Da gibt es unterschiedliche juristische Interpretationen. Die US-Verfassung schließt das nicht aus. Aber es gibt eine alte Weisung des Justizministeriums, dass ein amtierender Präsident nicht angeklagt werden darf. Die einzige Möglichkeit bleibt ein Amtsenthebungsverfahren (Impeachment). Doch vor den Kongresswahlen im November sehe ich auch dafür keine Chancen, da die Republikaner in beiden Häusern die Mehrheit haben.

Dennoch nennen US-Medien Cohens Aussagen eine Bombe. Warum?

Weil Trump dadurch zum Ziel der Ermittlungen von Sonderermittler Robert S. Mueller werden könnte.
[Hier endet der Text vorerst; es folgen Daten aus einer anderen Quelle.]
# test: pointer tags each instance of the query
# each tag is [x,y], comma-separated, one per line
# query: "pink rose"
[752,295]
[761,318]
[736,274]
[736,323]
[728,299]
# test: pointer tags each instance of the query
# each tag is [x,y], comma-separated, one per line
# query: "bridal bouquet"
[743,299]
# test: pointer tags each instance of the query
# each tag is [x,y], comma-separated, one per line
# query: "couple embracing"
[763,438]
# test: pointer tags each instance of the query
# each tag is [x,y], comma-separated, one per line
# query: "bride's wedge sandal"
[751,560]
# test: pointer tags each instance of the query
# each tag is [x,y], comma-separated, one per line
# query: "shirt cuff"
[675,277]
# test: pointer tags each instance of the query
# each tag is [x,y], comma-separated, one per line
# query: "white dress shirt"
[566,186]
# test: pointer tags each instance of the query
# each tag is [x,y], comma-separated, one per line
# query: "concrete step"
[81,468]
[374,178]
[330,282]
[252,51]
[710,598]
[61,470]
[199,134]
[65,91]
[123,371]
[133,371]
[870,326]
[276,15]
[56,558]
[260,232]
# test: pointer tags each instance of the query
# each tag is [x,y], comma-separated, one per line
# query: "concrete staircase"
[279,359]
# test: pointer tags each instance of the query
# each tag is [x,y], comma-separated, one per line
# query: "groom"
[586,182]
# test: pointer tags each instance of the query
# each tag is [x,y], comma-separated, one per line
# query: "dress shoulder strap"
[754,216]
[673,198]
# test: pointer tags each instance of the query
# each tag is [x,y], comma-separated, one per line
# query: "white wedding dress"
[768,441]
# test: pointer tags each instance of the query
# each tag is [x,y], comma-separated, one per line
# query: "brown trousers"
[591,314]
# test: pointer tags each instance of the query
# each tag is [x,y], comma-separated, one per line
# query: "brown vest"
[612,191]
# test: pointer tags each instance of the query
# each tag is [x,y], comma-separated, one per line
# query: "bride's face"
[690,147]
Noch im April hat US-Vizejustizminister Rod Rosenstein Trump versichert, dass dieser kein Ziel ist. Das könnte sich jetzt ändern, weil Cohen Trump der Anstiftung zu einer Straftat bezichtigt. Es könnte dazu führen, dass Trump einer Befragung durch Mueller eher zustimmen muss. Denn der Druck wächst. Er wird versuchen, die Vorwürfe zu entkräften. Das wird allein über Twitter aber nicht funktionieren.

Und Cohen will mit Mueller auch über die Russland-Affäre reden.

Möglicherweise. Cohen hat sich ja nicht ohne Grund schuldig bekannt. Er will einen Deal aushandeln. Und deshalb wird er weiter kooperieren. Für das Trump-Team ist das eine sehr schwierige Lage: Cohen weiß sehr viel, weil er sehr lang für Trump gearbeitet und vor allem die schmutzigen Deals gelöst hat. Und sie werden sich fragen, wie viel Cohen von den Unterredungen mit Trump aufgezeichnet hat. Das wird für den US-Präsidenten zu einer großen Gefahr. Denn bislang stand immer Aussage gegen Aussage. Alle Vorwürfe wurden als Fake News, als Lüge dargestellt. Doch wenn der Gegner darauf mit einer Aufzeichnung reagiert, wird Trump dadurch zunehmend entzaubert.

Wie wird Trump reagieren?

Trump ist auf beispiellose Weise unberechenbar. Daher ist mit allem zu rechnen. Es könnte sein, dass sich Trump von Mueller befragen lässt, um seine Sicht der Dinge darzustellen. Da jedoch mehr und mehr klar wird, dass Trump zum Ziel der Ermittlungen wird, könnte er auch den Weg gehen, den Ex-Präsident Richard Nixon eingeschlagen hat: jemanden im Justizministerium finden, der Sonderermittler Mueller feuert. Es gibt Aussagen von Trump, dass er keinen Grund sieht, die Ermittlungen zu stoppen, solange er nicht das Ziel ist. Sollte sich das ändern, würde er dies aber sehr wohl tun. Trump selbst darf das nicht, Rosenstein wird das nicht tun, Minister Jeff Sessions ist wegen Befangenheit nicht mit dem Fall befasst. Trump muss Rosenstein also feuern und jemanden suchen, der Mueller für ihn entlässt. So hat es Nixon auch gemacht. Für ihn war das aber der Auslöser für seinen späteren Rücktritt. Doch wer weiß? Trump hat schon einiges überlebt. Und beide teilen die seltsame Ansicht, dass alles, was der Präsident entscheidet, rechtens ist. Beide eint eine Geringschätzung der Gewaltenteilung. Das zeigen Trumps Angriffe auf das FBI.

Könnte die Kongresswahl im November den Weg für ein Amtsenthebungsverfahren frei machen?

Dafür müssten die Demokraten die Mehrheit in beiden Häusern gewinnen. Im Repräsentantenhaus ist das möglich, im Senat eher unwahrscheinlich. Und die Demokraten werden das Wort „Impeachment“ im Wahlkampf nicht in den Mund nehmen, weil man ihnen dann zu Recht vorwerfen kann, dass ihr einziges Programm darin besteht, gegen Trump zu sein. Das reicht nicht, um eine Wahl zu gewinnen. Das hat man schon 2016 gesehen. Und die Demokraten werden sich genau überlegen, ob sie ein Impeachment überhaupt wollen. Wäre es erfolgreich, würde Mike Pence Präsident. Das könnte für die Demokraten mit Blick auf die Präsidentschaftswahl 2020 weitaus gefährlicher sein, weil er ein erzkonservativer Politiker ist, der allerdings nicht ständig neue Skandale produziert.